Horror movies love the distortion and recombination of body parts, as in Frankenstein, Freaks and The Fly (to name just some F titles). In pulp form, these films muse on human decay and the outrages of nature. Science wants to create the perfect man, the ideal mate; that was the goal of surgeon Antonio Banderas in Pedro Almodóvar’s The Skin I Live In, and it was as doomed to grotesque failure, to a mockery of noble intentions, as any story about a man who would play God.
(FIND: Frankenstein, Freaks and The Fly on the all-TIME Top 25 Horror Movies list)
Howe has a more modest, and more depraved, experiment: to turn a human being into an animal. Not quite like the three-person arthropod in Tom Six’s Human Centipede trilogy — just the barely-living replica of his favorite beast. He sews Wallace’s arms to his side, stuffs tusks into his cheeks and encases his subject in a welter of blubber. (Kudos to the Wallace-walrus contrived by Robert Kurtzman, whose special-effects work dates back to the original Evil Dead, Halloween and Nightmare on Elm Street franchises.) In the process, Howe makes Wallace into something he had never been: a poignant creature.
Nice as it would be to herald Tusk as a return to Smith’s bold early period, the movie has a lurching tone and an airless atmosphere. It rarely jumps to life off the screenplay page — it’s not so much lazy as insufficiently inflected. The 74-year-old Parks, nearly a half-century past his Then Came Bronson studly surliness, gives cogent readings of Howe’s literary gaseousness, and Long makes Wallace a most convincing modern A-hole who almost deserves his punishment. But their scenes together have the tentative feeling of a first take. Genesis Rodriguez, as Wallace’s abiding girlfriend Ally, gets more feeling into a single-take sobbing scene.
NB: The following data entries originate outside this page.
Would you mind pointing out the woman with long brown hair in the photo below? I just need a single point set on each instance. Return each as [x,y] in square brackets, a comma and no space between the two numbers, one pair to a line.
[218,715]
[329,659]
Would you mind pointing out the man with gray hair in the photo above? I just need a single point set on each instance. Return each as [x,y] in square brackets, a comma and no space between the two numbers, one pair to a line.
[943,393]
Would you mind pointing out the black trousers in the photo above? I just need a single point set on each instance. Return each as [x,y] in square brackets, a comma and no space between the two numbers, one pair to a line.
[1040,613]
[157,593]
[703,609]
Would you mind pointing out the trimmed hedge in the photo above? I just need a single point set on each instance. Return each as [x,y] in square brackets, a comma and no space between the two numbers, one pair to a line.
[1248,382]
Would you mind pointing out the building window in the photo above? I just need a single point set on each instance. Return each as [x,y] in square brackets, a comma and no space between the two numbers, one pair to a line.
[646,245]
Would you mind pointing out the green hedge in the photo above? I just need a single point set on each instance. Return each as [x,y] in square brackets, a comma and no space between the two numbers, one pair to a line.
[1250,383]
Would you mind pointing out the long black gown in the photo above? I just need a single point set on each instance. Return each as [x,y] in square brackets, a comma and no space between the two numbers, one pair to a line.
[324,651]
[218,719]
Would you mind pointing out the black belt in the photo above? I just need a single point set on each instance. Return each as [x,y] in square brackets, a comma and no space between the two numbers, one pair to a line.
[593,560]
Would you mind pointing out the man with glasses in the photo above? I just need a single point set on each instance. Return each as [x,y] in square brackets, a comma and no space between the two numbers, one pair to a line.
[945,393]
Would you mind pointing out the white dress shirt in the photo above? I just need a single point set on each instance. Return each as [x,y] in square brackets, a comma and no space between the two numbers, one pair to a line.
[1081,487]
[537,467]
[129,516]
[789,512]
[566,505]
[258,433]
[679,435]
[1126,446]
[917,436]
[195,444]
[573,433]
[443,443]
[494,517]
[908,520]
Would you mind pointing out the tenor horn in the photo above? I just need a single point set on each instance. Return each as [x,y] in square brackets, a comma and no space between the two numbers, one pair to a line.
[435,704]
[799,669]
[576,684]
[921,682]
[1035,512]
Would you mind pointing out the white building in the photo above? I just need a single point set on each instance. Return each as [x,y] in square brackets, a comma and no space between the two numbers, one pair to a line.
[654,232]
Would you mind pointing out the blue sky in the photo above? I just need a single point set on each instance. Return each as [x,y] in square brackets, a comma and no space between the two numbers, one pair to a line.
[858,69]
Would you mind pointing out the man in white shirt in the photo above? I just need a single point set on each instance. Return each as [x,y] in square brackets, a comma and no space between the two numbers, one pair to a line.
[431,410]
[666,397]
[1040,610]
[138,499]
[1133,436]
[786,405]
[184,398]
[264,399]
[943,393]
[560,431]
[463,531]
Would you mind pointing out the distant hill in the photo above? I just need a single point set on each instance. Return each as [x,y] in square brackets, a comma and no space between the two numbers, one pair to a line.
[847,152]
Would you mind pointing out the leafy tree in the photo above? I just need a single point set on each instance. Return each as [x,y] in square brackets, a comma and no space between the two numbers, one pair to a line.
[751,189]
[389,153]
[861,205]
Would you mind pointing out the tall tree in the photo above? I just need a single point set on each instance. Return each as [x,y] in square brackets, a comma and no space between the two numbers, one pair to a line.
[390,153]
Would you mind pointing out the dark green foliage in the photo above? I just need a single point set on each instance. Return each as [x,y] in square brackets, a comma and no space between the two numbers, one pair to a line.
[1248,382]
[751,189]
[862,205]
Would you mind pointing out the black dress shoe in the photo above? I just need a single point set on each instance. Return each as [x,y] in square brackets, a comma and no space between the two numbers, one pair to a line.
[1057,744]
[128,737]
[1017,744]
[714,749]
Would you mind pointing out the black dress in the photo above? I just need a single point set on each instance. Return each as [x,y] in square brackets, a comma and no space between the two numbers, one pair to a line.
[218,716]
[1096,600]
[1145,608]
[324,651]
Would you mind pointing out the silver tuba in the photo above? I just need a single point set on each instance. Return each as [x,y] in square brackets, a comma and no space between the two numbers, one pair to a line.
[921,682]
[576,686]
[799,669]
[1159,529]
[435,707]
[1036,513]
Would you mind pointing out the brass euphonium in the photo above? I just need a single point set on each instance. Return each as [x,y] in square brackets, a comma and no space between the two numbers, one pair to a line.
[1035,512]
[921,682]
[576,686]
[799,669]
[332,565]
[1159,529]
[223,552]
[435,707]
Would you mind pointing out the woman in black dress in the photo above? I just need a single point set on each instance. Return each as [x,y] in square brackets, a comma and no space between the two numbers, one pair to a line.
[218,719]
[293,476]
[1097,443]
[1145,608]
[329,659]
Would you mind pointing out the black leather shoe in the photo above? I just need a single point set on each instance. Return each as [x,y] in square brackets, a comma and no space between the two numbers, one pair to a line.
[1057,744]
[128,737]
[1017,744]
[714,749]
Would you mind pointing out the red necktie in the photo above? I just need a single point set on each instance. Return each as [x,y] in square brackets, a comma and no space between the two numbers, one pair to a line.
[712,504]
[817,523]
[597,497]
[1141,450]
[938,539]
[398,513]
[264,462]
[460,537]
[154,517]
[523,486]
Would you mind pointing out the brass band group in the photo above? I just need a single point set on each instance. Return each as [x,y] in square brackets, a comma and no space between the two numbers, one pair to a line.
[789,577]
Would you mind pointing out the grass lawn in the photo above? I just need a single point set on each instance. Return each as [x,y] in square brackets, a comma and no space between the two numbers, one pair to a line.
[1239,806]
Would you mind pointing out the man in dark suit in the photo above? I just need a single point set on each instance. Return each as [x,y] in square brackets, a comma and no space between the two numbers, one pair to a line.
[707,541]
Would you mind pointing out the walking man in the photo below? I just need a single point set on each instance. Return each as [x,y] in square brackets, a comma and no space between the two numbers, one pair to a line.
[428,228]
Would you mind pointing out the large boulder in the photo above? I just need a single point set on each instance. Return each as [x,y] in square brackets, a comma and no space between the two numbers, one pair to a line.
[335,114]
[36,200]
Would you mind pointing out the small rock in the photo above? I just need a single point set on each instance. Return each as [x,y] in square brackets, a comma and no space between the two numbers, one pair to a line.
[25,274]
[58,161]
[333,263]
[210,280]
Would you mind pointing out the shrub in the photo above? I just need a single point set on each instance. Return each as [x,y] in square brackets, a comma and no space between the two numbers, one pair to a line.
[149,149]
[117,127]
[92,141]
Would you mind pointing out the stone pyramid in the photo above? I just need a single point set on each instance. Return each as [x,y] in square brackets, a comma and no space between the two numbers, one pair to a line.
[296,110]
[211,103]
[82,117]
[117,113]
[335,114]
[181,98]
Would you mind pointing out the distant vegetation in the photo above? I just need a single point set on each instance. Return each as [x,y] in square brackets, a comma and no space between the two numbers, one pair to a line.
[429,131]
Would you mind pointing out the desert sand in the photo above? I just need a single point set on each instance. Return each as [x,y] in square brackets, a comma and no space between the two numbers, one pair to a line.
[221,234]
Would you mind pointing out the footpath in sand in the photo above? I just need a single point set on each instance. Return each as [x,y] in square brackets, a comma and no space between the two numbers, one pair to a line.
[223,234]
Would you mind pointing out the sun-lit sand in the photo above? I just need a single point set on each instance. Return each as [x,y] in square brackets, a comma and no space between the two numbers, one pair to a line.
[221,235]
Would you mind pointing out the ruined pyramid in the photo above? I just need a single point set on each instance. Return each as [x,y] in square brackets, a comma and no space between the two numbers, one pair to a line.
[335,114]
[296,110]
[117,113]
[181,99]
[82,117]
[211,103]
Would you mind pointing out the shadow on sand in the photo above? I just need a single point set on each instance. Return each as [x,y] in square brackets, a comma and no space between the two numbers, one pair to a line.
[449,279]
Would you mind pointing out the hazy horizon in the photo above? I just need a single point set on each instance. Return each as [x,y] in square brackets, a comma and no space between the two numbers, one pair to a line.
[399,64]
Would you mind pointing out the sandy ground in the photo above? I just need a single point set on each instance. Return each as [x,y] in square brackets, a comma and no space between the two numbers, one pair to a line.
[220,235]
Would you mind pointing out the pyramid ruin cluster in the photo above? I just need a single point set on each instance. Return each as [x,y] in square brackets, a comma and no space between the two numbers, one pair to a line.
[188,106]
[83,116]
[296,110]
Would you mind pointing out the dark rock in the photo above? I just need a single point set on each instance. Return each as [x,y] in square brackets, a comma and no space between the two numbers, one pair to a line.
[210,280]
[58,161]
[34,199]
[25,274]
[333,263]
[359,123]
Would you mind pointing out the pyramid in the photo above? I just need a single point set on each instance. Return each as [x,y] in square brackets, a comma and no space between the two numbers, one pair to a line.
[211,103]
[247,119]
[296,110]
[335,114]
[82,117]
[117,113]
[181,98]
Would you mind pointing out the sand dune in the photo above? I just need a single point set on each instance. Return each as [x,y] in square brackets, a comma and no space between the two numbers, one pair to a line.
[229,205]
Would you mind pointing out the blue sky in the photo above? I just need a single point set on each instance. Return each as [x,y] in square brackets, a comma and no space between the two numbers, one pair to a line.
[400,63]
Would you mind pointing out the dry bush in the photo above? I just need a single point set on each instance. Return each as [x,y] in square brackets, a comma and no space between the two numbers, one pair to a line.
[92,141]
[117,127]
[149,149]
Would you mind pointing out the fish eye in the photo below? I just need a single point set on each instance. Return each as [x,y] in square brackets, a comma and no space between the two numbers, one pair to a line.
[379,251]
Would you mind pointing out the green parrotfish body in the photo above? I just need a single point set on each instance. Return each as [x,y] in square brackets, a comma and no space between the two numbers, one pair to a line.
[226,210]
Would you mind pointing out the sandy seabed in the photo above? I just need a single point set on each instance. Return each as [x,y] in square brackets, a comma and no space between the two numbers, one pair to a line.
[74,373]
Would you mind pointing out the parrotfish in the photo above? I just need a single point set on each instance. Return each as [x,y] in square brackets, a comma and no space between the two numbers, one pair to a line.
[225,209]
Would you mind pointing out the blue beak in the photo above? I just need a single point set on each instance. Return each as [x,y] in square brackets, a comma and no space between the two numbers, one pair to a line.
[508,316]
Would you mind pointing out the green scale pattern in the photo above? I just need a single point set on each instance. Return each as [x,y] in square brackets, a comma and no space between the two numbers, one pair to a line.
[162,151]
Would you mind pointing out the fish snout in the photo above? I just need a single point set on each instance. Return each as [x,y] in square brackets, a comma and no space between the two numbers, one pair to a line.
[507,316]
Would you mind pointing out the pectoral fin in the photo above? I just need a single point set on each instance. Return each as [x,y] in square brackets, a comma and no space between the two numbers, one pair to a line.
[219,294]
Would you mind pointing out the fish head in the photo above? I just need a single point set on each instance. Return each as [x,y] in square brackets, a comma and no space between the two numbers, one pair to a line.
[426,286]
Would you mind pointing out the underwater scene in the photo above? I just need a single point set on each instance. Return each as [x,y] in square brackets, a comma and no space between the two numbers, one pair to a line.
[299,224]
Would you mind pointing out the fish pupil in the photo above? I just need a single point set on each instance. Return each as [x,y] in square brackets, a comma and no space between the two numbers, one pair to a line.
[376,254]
The other no-need-for-a-spoiler-alert Tusk nugget is the appearance by Johnny Depp as French-Canadian detective Guy Lapointe, who has long been tracking “this serial killer who brings blood and death.” (Tarantino turned down the role, so Smith had to settle for one of the biggest stars on earth.) The performance has the extravagance of some major Depp portrayals, like Ed Wood and Jack Sparrow, but during his 10 or so minutes on screen you are less likely to think, Wow, Johnny Depp is great in that role!, than, Hey, that’s Johnny Depp!
He has brought along Lily-Rose Depp, his daughter with Vanessa Paradis, for a couple of brief scenes that display her astounding seraphic beauty. May she grow into a major film artist and never be walrusized.